Selbstverständlich könnte es jetzt auch kompliziert werden, tief in die Technik gehen. Doch eigentlich reicht eine ganz simple Erklärung: der Toyota Mirai tankt Wasserstoff anstatt Benzin oder Diesel. In einem Brennstoffzellen-Stack wird dieser Wasserstoff zusammen mit der Umgebungsluft in elektrische Energie (und Wasser) umgewandelt, die wiederum eine Batterie (oder auch direkt den Elektromotor) versorgt, die dann wiederum für Vortrieb sorgen. Im rechtlichen Sinne ist der Mirai also ein Elektro-Auto, weil es mit Strom fährt – doch es wird halt nicht an der Steckdose getankt. Und es verfügt auch nicht über die üblichen Reichweiten von E-Autos, sondern soll mit einer Tankfüllung 500 Kilometer weit kommen.

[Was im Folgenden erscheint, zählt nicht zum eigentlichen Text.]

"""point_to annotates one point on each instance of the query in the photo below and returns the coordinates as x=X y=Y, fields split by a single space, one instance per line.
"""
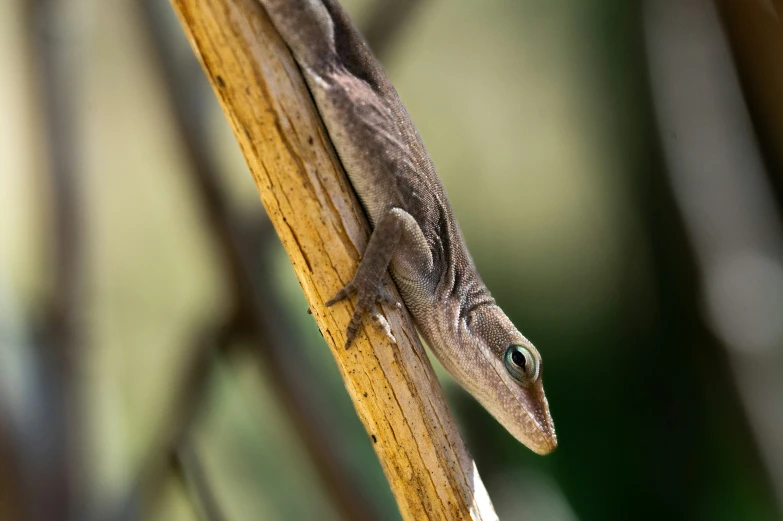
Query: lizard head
x=502 y=370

Selbstverständlich könnte man jetzt auch noch länglich darüber diskutieren, dass es ja (in der Schweiz) vorerst noch keine (vernünftige) Infrastruktur hat, um den Mirai zu betanken – und darüber, wie «umweltfreundlich» Wasserstoff nun tatsächlich ist. Doch wenn man davon ausgehen will (und das wollen wir), dass es in absehbarer Zukunft genügend Tankstellen geben und Wasserstoff in erster Linie aus erneuerbaren Ressourcen hergestellt werden wird (und das hoffen wir), dann ist der Toyota Mirai tatsächlich so etwas wie die automobile Zukunft. Ja, auch Hyundai bietet ein Brennstoffzellen-Fahrzeug zum Kauf an, doch die iX35 Fuel Cell sind handgefertigte Einzelstücke – der Mirai wird in Serie gebaut und ist tatsächlich käuflich. Zumindest in einigen Ländern, die bereits über so etwas eine Wasserstoff-Infrastruktur verfügen. Wir fuhren den Mirai in Dänemark, wo es landesweit sieben der entsprechenden Tankstellen gibt.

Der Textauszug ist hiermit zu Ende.